Sheep and goat farmers from NSW have reaffirmed their opposition to the introduction of mandatory electronic tagging in Victoria, warning that the lack of government consultation on the proposed new system could damage the integrity of the National Livestock Identification System (NLIS).
In a submission to the Victorian government’s consultation on its new electronic NLIS (Sheep and Goats) system, the NSW Farmers’ Association raised concerns about how farmers both in Victoria and interstate would be impacted as the Victorian government rushes to implement an electronic tagging system before the looming deadline of 1 January 2017.
The submission highlighted alarm at the lack of genuine consultation from the Victorian government, particularly in the context of the broader national policy and market access implications arising from this decision.
NSW Farmers suggests that any move to improve traceability should be approached at a national level with cooperation and consultation from all states. Significant interstate trade between NSW and Victoria (as well as other states) means that electronically tagged sheep from Victoria will be introduced into mobs operating under the current traceability system.

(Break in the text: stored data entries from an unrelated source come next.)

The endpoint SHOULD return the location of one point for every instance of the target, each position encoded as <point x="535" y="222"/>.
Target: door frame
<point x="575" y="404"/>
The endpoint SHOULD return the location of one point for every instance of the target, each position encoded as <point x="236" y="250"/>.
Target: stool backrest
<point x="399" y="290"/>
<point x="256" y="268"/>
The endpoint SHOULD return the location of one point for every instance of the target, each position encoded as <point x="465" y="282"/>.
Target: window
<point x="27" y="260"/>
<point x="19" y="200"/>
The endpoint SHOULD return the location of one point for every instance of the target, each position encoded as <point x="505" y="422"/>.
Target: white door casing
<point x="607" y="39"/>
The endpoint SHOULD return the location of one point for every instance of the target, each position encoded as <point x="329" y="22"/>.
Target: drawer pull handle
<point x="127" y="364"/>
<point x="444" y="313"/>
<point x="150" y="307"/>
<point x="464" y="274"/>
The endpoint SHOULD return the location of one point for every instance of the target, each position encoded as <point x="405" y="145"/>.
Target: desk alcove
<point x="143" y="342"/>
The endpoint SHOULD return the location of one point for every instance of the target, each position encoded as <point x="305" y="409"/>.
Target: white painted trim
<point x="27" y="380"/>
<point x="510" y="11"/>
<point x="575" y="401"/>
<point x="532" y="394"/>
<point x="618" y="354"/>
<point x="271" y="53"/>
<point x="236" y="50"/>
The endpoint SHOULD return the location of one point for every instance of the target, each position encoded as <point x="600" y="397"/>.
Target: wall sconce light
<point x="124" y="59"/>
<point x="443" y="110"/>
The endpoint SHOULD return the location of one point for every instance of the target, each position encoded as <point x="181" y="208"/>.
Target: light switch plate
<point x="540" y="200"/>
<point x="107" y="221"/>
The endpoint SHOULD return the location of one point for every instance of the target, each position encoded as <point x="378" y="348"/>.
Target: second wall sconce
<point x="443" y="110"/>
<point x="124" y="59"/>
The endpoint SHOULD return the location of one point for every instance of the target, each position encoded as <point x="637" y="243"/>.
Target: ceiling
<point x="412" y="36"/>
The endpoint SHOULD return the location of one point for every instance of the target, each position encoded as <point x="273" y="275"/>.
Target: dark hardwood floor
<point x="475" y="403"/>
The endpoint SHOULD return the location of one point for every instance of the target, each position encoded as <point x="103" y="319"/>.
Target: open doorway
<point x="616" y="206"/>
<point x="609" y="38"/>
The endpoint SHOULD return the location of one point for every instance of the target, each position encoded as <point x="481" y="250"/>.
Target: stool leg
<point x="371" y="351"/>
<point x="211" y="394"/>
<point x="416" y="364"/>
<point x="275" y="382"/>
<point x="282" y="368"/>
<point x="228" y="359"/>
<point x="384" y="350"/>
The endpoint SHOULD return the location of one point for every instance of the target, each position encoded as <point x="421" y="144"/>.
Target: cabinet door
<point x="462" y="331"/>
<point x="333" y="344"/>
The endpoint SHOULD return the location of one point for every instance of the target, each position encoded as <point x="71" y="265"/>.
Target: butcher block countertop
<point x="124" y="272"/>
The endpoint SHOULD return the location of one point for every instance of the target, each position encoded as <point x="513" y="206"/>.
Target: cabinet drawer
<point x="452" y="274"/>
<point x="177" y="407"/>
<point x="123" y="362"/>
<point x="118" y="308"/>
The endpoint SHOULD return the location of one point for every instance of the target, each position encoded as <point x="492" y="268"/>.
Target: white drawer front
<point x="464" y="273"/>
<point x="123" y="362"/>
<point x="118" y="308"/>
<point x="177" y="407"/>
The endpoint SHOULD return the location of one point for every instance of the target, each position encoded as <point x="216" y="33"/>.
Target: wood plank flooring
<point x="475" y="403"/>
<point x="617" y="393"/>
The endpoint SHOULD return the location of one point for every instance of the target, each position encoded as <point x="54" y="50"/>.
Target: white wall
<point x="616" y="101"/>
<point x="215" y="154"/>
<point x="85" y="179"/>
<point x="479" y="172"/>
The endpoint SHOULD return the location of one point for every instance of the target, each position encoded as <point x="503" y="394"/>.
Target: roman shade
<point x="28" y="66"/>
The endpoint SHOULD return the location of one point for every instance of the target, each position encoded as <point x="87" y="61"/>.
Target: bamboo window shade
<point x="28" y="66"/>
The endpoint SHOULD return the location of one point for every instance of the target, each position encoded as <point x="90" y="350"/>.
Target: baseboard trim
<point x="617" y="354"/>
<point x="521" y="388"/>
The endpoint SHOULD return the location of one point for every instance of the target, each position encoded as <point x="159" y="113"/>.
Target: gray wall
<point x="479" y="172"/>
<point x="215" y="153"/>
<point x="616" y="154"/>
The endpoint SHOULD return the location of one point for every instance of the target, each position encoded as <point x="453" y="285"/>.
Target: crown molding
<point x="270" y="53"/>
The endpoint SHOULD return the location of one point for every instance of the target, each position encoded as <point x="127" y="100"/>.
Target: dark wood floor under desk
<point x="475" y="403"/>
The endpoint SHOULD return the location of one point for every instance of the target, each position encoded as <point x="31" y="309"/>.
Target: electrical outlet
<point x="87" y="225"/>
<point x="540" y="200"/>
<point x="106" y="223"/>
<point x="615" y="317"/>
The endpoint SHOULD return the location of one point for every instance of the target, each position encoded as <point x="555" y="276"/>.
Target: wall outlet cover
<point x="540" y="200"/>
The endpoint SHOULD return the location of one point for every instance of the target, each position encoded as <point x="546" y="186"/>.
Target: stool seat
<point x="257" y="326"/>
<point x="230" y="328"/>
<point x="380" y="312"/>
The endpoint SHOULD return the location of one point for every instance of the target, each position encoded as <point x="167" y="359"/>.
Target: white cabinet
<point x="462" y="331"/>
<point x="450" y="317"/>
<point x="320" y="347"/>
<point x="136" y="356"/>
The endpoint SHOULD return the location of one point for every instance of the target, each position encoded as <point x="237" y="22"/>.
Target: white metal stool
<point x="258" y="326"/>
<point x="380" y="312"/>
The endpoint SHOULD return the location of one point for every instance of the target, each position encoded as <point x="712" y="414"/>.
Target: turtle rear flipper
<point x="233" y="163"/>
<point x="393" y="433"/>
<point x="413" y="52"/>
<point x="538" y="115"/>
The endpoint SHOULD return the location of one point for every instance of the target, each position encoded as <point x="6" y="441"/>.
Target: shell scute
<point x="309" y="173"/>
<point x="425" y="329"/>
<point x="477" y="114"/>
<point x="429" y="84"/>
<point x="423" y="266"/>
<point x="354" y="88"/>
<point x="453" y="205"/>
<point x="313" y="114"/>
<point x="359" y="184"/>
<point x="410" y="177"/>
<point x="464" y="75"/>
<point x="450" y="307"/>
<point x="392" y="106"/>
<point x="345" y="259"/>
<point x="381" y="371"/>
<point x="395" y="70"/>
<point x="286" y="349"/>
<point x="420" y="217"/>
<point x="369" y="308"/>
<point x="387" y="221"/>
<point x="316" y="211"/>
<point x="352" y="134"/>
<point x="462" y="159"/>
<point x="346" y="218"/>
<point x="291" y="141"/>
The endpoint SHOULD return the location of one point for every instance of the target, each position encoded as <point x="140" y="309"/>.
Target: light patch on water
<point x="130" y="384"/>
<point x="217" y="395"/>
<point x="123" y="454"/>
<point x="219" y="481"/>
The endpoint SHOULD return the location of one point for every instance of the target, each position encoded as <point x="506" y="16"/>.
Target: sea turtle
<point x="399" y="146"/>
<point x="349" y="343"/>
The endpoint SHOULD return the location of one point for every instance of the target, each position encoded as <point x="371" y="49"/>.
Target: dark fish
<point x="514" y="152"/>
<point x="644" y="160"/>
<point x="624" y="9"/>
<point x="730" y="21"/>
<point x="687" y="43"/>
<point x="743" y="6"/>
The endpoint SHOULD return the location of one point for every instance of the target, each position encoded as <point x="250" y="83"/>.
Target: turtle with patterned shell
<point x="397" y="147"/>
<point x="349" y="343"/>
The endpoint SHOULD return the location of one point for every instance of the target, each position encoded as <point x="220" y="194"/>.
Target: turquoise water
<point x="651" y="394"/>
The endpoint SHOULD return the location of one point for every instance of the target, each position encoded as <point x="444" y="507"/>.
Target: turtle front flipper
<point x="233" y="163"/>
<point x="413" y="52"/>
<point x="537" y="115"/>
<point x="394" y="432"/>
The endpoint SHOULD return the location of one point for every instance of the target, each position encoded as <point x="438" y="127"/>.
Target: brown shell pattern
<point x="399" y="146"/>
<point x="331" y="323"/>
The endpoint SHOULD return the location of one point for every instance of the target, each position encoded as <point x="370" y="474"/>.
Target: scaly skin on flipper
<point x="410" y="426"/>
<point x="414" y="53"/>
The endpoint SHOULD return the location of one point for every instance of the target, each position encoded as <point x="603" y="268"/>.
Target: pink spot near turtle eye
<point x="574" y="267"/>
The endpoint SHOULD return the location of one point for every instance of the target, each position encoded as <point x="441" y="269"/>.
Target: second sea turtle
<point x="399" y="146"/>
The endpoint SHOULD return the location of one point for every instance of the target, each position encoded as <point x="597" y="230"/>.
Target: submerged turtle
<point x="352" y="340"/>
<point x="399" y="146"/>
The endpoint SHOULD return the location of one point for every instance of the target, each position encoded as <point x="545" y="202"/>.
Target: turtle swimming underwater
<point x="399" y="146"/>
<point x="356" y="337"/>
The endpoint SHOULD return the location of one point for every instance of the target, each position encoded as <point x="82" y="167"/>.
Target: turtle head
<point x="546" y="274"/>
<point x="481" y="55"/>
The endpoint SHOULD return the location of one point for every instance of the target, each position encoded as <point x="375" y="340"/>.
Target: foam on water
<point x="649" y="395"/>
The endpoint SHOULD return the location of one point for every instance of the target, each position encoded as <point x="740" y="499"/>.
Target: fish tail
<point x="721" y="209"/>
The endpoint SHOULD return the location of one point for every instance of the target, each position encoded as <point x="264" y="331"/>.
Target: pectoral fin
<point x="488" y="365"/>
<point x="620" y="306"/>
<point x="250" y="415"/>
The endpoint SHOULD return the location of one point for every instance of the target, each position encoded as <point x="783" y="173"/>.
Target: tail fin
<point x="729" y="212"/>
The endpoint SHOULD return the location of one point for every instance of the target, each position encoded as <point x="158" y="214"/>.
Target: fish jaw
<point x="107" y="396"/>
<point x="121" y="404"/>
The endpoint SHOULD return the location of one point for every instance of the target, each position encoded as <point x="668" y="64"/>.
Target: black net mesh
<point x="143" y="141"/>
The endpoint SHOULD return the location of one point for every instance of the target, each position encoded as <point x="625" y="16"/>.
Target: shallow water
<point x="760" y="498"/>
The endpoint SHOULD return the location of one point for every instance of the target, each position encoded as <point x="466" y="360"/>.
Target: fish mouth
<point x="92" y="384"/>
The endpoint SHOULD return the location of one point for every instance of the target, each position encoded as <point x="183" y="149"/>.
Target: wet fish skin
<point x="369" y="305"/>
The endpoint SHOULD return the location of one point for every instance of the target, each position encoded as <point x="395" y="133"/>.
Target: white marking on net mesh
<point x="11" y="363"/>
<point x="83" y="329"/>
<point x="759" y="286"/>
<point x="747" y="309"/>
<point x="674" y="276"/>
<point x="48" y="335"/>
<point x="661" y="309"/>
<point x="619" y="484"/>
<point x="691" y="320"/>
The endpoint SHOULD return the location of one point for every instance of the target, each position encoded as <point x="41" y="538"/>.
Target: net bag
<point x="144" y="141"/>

Farmers have serious concerns about the potential impact on the integrity of the NLIS and the inaccurate message about the integrity of our traceability systems that is now being sent to our valuable international markets. By abandoning the mob-based NLIS, Victoria is placing international markets at significant risk by signalling, incorrectly, that the current system cannot be improved.
Instead of introducing an entirely new traceability system, the Victorian government should focus on ensuring that information on the National Vendor Declaration is both complete and accurate, as well as mandating reporting of property-to-property transfers to provide for whole-of-life traceability.
NSW Farmers represents a number of livestock sectors across the state, including the sheepmeat, wool and goat industries. As approximately one third of the national sheep flock is located in NSW, producers are concerned about potential disruption to the current traceability system.
NSW Farmers opposes the introduction of mandatory electronic tagging on the basis that it will be unworkable and costly. While electronic tags are useful to some producers as a management tool, farmers should be able to make decisions on implementing technologies that are most suited to their particular farm business.